I need to work on an actual layout of the terrarium before I start gathering supplies. Also my female is quite possibly gravid right now so I won't be redoing her enclosure for a while. I have time to plan. I am well informed on T. stirmi care.  Feel free to post pictures of enclosures that may help me in designing mine.


----------



## eldondominicano (Jan 17, 2015)




----------



## ARACHNO-SMACK48 (Jan 17, 2015)

That is a nice hide. I will probably position the hide in the center of the terrarium though. Also I would want it to look less tropic and more earthy/ woodlands like.  I was thinking of doing something similar to the hide robc used for his Blondi " Zilla" and feature on his youtube channel instead of a stone hide ( minus the greenery)

---------- Post added 01-17-2015 at 12:20 PM ----------

https://www.google.com/search?q=125...youtube.com%2Fwatch%3Fv%3DHxvgoyJgMW0;480;360
This is the hide that robc used before putting in vegetation.


----------



## eldondominicano (Jan 17, 2015)

ARACHNO-SMACK48 said:


> That is a nice hide. I will probably position the hide in the center of the terrarium though. Also I would want it to look less tropic and more earthy/ woodlands like.  I was thinking of doing something similar to the hide robc used for his Blondi " Zilla" and feature on his youtube channel instead of a stone hide ( minus the greenery)

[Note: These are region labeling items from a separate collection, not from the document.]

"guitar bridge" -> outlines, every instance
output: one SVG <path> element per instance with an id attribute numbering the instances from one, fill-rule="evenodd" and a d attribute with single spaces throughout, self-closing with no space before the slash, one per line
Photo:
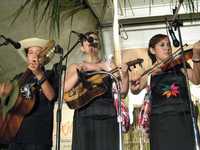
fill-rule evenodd
<path id="1" fill-rule="evenodd" d="M 23 97 L 26 99 L 32 99 L 33 98 L 33 93 L 32 93 L 32 84 L 26 84 L 20 89 L 20 93 L 22 94 Z"/>

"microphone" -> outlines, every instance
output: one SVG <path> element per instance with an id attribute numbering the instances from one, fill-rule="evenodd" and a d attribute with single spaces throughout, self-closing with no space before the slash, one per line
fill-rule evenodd
<path id="1" fill-rule="evenodd" d="M 87 37 L 83 33 L 79 33 L 73 30 L 72 33 L 76 34 L 80 39 L 87 39 Z"/>
<path id="2" fill-rule="evenodd" d="M 173 42 L 173 45 L 174 47 L 179 47 L 180 43 L 179 41 L 177 40 L 176 38 L 176 35 L 171 27 L 171 25 L 168 24 L 168 31 L 169 31 L 169 34 L 171 36 L 171 39 L 172 39 L 172 42 Z"/>
<path id="3" fill-rule="evenodd" d="M 4 35 L 1 35 L 3 39 L 5 39 L 4 45 L 11 44 L 14 48 L 19 49 L 21 48 L 21 44 L 19 42 L 16 42 L 10 38 L 6 38 Z"/>

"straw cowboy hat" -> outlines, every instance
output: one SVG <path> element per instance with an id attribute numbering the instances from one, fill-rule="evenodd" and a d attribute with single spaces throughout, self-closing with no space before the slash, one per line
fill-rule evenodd
<path id="1" fill-rule="evenodd" d="M 54 40 L 45 40 L 45 39 L 33 37 L 33 38 L 27 38 L 27 39 L 21 40 L 19 41 L 19 43 L 21 44 L 21 47 L 23 49 L 21 51 L 23 53 L 22 55 L 24 55 L 22 56 L 23 58 L 27 54 L 27 50 L 30 47 L 42 48 L 41 55 L 45 57 L 45 63 L 48 63 L 54 55 L 54 46 L 55 46 Z"/>
<path id="2" fill-rule="evenodd" d="M 24 40 L 19 41 L 21 44 L 22 48 L 28 49 L 30 47 L 41 47 L 41 48 L 46 48 L 52 49 L 55 46 L 55 42 L 53 40 L 45 40 L 41 38 L 27 38 Z"/>

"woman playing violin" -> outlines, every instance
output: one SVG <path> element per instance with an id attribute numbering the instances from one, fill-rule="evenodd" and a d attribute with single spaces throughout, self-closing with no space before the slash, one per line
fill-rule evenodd
<path id="1" fill-rule="evenodd" d="M 170 57 L 172 48 L 167 35 L 157 34 L 149 41 L 148 55 L 152 64 Z M 186 63 L 188 78 L 194 84 L 200 83 L 200 42 L 193 46 L 193 68 Z M 145 87 L 144 79 L 132 82 L 131 90 L 138 93 Z M 192 150 L 194 133 L 189 107 L 189 95 L 183 64 L 162 70 L 157 68 L 151 74 L 151 150 Z"/>
<path id="2" fill-rule="evenodd" d="M 77 69 L 80 72 L 109 71 L 114 66 L 100 59 L 99 41 L 94 32 L 85 33 L 85 37 L 81 39 L 81 52 L 84 53 L 85 60 L 69 66 L 65 92 L 81 82 Z M 122 65 L 120 69 L 122 97 L 125 97 L 128 92 L 127 69 L 127 65 Z M 74 112 L 72 150 L 118 149 L 118 123 L 113 105 L 111 78 L 106 78 L 102 84 L 108 87 L 107 91 Z"/>

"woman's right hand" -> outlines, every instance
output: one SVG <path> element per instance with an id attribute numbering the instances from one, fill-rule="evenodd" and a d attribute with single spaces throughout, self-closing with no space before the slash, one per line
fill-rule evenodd
<path id="1" fill-rule="evenodd" d="M 10 92 L 12 91 L 12 84 L 10 82 L 5 82 L 0 84 L 0 97 L 2 96 L 8 96 Z"/>

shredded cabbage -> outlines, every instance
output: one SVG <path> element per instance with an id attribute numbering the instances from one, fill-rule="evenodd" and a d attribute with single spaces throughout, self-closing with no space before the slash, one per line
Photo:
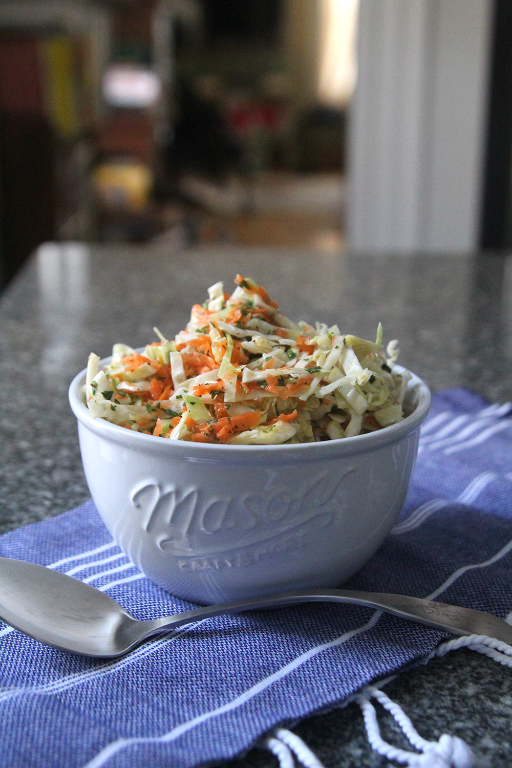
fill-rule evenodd
<path id="1" fill-rule="evenodd" d="M 261 286 L 237 276 L 192 308 L 187 328 L 142 354 L 114 344 L 100 369 L 89 356 L 84 387 L 94 417 L 172 440 L 276 445 L 339 440 L 403 419 L 408 371 L 398 349 L 342 334 L 338 326 L 294 323 Z"/>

Ahh I see.. Yea the lighting in the pic is not that light for the enclosure now either.. Its not exactly what I would call proffesional lol, but I hope it helps limit down what you want.. Yes i went for more of a tropical look. If I can find anything else to help I letyou know


----------



## ARACHNO-SMACK48 (Jan 17, 2015)

As previously stated I am going for the eerie forest look. I also want the burrow to be the center of attention. Thanks for the help!

Reactions: Like 1


----------



## Chainsaw Reptiles (Jan 18, 2015)

Ooo Nice Im Gunna Start Work On A Hungergames Theme One Soon


----------



## Sana (Feb 5, 2015)

Coming from an odd point of view here, but to me a lot of what creates an eerie look versus a more tropical natural look is in the angle, direction, and color of the lighting.  The same basic adornments would be used in either case, but the light sets the tone.  I'm a theatrical lighting designer though, so that's what I see when I look at the links.


----------



## Ellenantula (Feb 5, 2015)

Sana said:


> Coming from an odd point of view here, but to me a lot of what creates an eerie look versus a more tropical natural look is in the angle, direction, and color of the lighting.  The same basic adornments would be used in either case, but the light sets the tone.  I'm a theatrical lighting designer though, so that's what I see when I look at the links.


Agreed that lighting can set the mood.  A Firebolt or Nimbus 2000 leaning in a corner would help cement the theme too.  Maybe a dragon.  Something to say magical - eerie.  But the ultimate would be if it were all webbed up too.


----------